Knapp 60.000 Anrufe bei Sorgen- und Hilfetelefone in Sachsen-Anhalt: Die Linke fordert mehr Engagement gegen Einsamkeit
Allein im Jahr 2024 gab es knapp 60.000 Anrufe bei den Beratungsstellen in Sachsen-Anhalt, hat eine Landtagsanfrage der Fraktion „Die Linke“ ergeben. „Sorgen- und Hilfetelefone sind wichtige Anlaufstellen für Probleme jeglicher Art, weil sie niedrigschwellig und direkt erreichbar sind sowie Anonymität gewähren“, sagt Eva von Angern, Fraktionsvorsitzende:
Die Zahl der Anruf würde deutlich zeigen, wie groß der Beratungsbedarf ist. „Die Landesregierung muss deshalb die Beratungsstellen besser ausfinanzieren, damit die Beraterinnen und Berater an den Telefonen mehr und nicht weniger werden. Viele Beratungsstellen arbeiten ehrenamtlich, dafür haben sie eine ausreichende Entschädigung mehr als verdient. Allen Ehrenamtlichen danken wir für Ihre tägliche Arbeit rund um die Uhr!“
„Viele Menschen in Sachsen-Anhalt leiden unter Einsamkeit. Die Nottelefone bieten hier ein offenes Ohr, um aufkommende Probleme zu besprechen und auf die Sorgen und Nöte der Menschen einzugehen“, so von Angern. „Die Linke fordert aufgrund der wachsenden Hilfebedarfe und der zunehmenden Einsamkeit im Land einen Runden Tisch „Einsamkeit“ sowie eine gemeinsame Landesstrategie und den gezielten Ausbau von Begegnungsorten, Nachbarschaftstreffs und sozialer Infrastruktur. Zusammenhalt entsteht dort, wo Menschen sich begegnen können.“









Jetzt soll der Staat wieder Steuermittel verschwenden für Dinge, die von der Privatwirtschaft aktiv torpediert werden.
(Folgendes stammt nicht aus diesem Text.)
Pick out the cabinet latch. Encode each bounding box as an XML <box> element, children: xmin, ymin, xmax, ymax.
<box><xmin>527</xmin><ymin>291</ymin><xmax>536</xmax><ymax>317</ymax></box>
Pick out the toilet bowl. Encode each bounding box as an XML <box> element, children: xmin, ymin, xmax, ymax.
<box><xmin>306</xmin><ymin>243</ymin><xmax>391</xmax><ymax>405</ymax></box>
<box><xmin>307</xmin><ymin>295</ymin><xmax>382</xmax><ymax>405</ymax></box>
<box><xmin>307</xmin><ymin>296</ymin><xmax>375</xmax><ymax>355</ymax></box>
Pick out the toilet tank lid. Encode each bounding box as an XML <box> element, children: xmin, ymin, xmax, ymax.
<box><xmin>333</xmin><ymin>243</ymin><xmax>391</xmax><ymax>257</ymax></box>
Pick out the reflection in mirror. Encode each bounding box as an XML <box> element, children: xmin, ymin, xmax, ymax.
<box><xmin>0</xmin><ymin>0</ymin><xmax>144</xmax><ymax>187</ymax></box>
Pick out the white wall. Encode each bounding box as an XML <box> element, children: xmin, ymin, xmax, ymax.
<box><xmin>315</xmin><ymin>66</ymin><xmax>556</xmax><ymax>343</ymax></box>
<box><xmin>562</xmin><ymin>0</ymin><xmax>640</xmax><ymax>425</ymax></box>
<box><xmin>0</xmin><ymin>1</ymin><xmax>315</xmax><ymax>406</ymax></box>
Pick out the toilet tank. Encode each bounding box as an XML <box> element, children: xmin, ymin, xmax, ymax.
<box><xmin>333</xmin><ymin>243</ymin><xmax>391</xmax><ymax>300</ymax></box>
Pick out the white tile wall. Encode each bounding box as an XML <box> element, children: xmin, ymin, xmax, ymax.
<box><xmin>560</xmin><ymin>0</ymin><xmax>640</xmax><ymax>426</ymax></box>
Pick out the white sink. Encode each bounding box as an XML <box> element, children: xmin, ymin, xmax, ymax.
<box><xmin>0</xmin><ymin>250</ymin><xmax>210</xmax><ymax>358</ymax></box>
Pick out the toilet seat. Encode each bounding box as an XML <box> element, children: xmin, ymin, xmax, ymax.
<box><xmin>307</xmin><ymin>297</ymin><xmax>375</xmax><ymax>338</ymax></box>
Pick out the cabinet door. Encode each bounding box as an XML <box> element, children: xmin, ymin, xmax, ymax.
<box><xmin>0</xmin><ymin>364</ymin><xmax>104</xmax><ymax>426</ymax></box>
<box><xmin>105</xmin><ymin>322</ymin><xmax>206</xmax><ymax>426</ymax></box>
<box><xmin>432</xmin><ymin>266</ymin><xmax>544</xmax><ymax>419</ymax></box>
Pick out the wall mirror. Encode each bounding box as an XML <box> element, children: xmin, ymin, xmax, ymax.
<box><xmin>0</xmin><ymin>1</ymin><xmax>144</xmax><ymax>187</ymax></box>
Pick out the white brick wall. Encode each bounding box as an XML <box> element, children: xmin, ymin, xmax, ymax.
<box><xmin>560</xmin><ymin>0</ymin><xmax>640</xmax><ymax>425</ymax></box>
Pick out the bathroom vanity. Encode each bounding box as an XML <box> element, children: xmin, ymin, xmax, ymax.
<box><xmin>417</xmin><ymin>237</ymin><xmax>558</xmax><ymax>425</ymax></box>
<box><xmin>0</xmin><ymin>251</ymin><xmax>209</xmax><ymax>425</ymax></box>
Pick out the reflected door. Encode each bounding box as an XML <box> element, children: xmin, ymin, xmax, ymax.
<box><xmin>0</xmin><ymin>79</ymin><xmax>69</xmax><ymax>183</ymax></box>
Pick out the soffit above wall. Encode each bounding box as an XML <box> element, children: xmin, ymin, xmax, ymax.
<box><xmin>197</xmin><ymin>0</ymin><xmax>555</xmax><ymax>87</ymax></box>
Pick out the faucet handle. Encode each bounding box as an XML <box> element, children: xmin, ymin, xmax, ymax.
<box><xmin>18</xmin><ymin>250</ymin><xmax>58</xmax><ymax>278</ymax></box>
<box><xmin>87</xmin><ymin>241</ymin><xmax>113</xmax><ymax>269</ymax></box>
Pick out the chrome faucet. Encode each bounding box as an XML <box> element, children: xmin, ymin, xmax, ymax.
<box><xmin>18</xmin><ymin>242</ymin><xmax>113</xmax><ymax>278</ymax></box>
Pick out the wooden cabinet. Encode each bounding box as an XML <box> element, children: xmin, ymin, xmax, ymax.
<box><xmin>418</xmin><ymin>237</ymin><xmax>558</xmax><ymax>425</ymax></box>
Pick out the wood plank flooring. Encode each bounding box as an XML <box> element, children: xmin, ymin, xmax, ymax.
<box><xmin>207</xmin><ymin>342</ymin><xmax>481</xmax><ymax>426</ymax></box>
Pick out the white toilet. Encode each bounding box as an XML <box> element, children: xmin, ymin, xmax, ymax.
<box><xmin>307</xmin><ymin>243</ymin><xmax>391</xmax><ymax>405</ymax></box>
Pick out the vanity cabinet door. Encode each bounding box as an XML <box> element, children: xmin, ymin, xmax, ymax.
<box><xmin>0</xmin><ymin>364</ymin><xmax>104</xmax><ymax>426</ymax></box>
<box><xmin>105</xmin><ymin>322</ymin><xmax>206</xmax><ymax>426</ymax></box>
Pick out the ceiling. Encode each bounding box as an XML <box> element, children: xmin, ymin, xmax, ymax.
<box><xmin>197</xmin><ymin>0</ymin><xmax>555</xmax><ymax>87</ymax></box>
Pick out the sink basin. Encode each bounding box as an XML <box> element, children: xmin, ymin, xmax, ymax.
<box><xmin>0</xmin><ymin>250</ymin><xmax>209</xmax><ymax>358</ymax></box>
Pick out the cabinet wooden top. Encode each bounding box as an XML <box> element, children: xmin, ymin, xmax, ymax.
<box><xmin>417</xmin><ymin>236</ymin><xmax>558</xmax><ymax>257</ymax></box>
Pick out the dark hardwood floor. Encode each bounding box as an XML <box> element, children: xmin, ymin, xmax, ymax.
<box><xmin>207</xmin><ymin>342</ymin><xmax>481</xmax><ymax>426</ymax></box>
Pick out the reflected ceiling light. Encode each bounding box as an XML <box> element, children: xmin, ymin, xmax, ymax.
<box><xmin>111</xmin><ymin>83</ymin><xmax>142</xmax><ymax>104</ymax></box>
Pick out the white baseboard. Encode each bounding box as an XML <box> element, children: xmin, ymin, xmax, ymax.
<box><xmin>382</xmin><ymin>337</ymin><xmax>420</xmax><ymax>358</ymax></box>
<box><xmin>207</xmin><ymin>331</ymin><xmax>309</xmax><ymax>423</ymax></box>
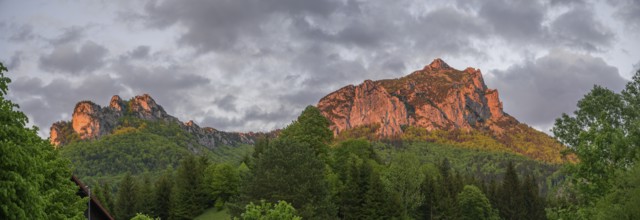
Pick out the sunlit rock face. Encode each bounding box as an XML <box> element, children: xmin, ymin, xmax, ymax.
<box><xmin>50</xmin><ymin>94</ymin><xmax>260</xmax><ymax>148</ymax></box>
<box><xmin>318</xmin><ymin>59</ymin><xmax>517</xmax><ymax>137</ymax></box>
Aber dann wieder den nächsten Blumenautomaten und/oder Heimlieferung von Lebensmitteln als die großen Innovationen im Einzelhandel feiern. 🙄
Unsere Nachrichten sind doch auch so eine Art Heimsuchung, … äh Heimlieferung.
Fast rund um die Uhr. Und wir kommen uns einfach nicht näher.
Gott sei Dank, verdammt. Da gibt’s für dich erst mal einen 💐
„Die Linke fordert aufgrund der wachsenden Hilfebedarfe und der zunehmenden Einsamkeit im Land einen Runden Tisch „Einsamkeit“ “
Warum immer nur fordern, selbst mal aktiv werden und nicht immer nur quatschen. Genaue Vorschläge machen. Ein Treff löst nicht die Einsamkeit auf. Manche Menschen trauen sich nicht raus oder schaffen es körperlich nicht mehr.
Da die Linke nicht in der Regierung ist, bleibt ihr nur das Fordern.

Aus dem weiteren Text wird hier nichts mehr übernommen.